Load Testing an API with Artillery
Every API has its limitations when it comes to performance, whether they are visible or not. While monitoring tools help us ensure that everything behaves as expected on a day-to-day basis, sometimes it’s necessary to demonstrate that good functionality is maintained at higher loads.
Load testing is a useful tool that can surface an API’s limits or provide peace of mind to both internal developers and consumers. Here, I showcase my recent experience with this process using a modern open-source tool called Artillery.
Intro + Context
Load Testing
Load testing is a type of performance testing undertaken to understand the behaviour of a system under a specific expected load. For example, this can come in the form of an expected concurrent number of users performing a certain operation using an application within a set duration.
In the context of an API, load testing can show how many concurrent requests a given endpoint can serve before performance starts to take a hit. Going even further, we can test a certain flow that we know users would typically follow on a given page by accessing multiple endpoints.
My Task
My first proper dive into load testing came when a large client of the company I worked for at the time, SamKnows, commissioned us to test a newish API of ours they were using. This API is used to run internet connectivity speed tests on an enabled device, and the client intended to significantly increase their usage of it.
The ask was to prove that the API can perform without any penalty under an expected number of concurrent requests per second. In this case, the test would involve calling a single endpoint with a fairly high response time of around 10 seconds - the amount of time it took to run the speed test.
The initial test uncovered multiple issues which required addressing, after which the API was able to perform as expected. The main problems seen were:
- an inefficient database query using an unindexed table column (classic!)

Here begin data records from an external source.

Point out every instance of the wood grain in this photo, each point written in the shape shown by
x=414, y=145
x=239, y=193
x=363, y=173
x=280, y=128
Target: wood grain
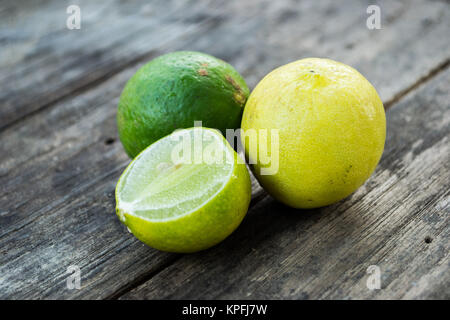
x=42, y=62
x=58, y=166
x=324, y=253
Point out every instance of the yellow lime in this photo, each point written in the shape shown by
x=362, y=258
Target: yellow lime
x=331, y=128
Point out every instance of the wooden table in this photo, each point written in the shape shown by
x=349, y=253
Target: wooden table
x=60, y=155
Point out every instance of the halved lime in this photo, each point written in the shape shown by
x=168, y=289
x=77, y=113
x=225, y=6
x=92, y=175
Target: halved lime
x=184, y=193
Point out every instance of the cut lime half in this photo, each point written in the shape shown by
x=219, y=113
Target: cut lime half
x=184, y=193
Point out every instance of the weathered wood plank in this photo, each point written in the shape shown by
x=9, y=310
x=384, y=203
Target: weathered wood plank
x=42, y=61
x=57, y=174
x=324, y=253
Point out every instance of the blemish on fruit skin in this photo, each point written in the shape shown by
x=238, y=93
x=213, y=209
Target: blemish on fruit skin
x=202, y=72
x=239, y=94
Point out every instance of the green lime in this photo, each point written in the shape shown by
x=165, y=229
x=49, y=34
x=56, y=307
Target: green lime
x=184, y=193
x=174, y=90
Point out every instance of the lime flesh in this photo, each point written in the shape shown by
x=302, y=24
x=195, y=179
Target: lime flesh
x=184, y=193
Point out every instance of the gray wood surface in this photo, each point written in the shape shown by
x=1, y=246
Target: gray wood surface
x=60, y=158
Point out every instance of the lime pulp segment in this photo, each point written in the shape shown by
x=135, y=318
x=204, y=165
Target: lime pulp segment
x=175, y=175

- a low timeout value on an API client that calls another API
- an insufficient number of child processes allowed by the php-fpm config (this was a PHP API)
Using Artillery
Intro
When looking at a tool to use for my load testing task, I decided to go with Artillery for multiple reasons: the documentation looked excellent, the tool seemed easy to use, and everything appeared built with developer productivity in mind.

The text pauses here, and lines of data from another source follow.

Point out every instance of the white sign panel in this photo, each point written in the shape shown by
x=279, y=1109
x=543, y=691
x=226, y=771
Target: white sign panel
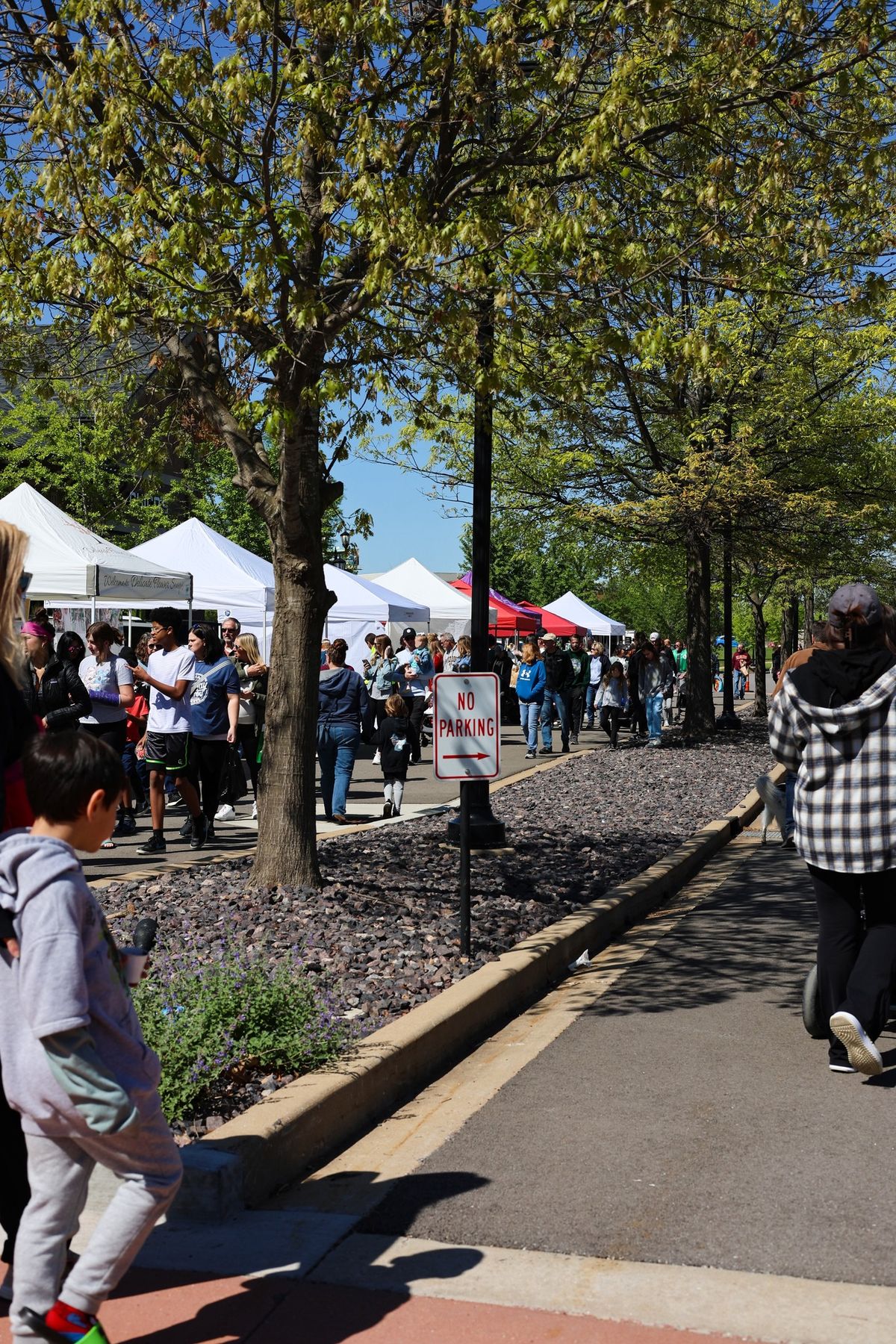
x=467, y=724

Tests with Artillery are written as YAML files, and they can range from super simple to complex scenarios or user flows. For example:
config:
target: "https://example.com/api"
phases:
- duration: 60
arrivalRate: 5
name: Warm up
- duration: 600
arrivalRate: 50
name: Sustained load
The above is a simplified example from their documentation; it illustrates a scenario with two phases: a “warm-up phase” where 5 concurrent requests are made every second for 60 seconds, and a second “sustained load phase” where 50 requests are made every second for 10 minutes.

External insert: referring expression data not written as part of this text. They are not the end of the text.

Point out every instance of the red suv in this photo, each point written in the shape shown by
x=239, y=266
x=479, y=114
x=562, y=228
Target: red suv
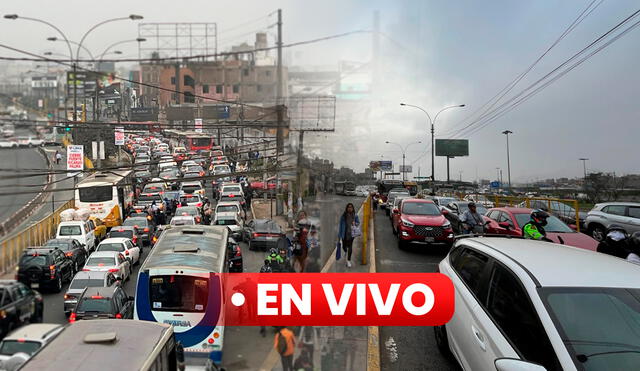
x=419, y=220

Assuming you’ve installed the CLI and placed the test script in a test.yaml
file, all you need to do is: artillery run test.yaml
.
Tip: if you want to see both the requests made and the responses received in a log file, you can use the debugging options:
DEBUG=http* artillery run test.yaml test.log
Extra Features
Artillery has many features that can make it a valuable tool for the right scenarios/teams. Some of the ones I’ve tried or plan to try in the future:
- providing payload data from a CSV file
- expectations and assertions for HTTP APIs
- GitHub Actions integration
- the Playground
The Results
A shortened version of the results reported by Artillery will look like below:
http.codes.200: .................................................... 100
http.request_rate: ................................................. 10/sec
http.requests: ..................................................... 100
http.response_time:
min: ............................................................. 274
max: ............................................................. 381
median: .......................................................... 295.9
p95: ............................................................. 333.7
p99: ............................................................. 340.4
http.responses: .................................................... 100
In this instance, we made 10 requests per second for 10 seconds, for a total of 100 requests, and received 100 responses. All of them had a 200 OK response code, with a median response time of 295.9 ms. While there was a slight variation in performance, we can confidently say that 99% of requests finished in 340.4 ms or less.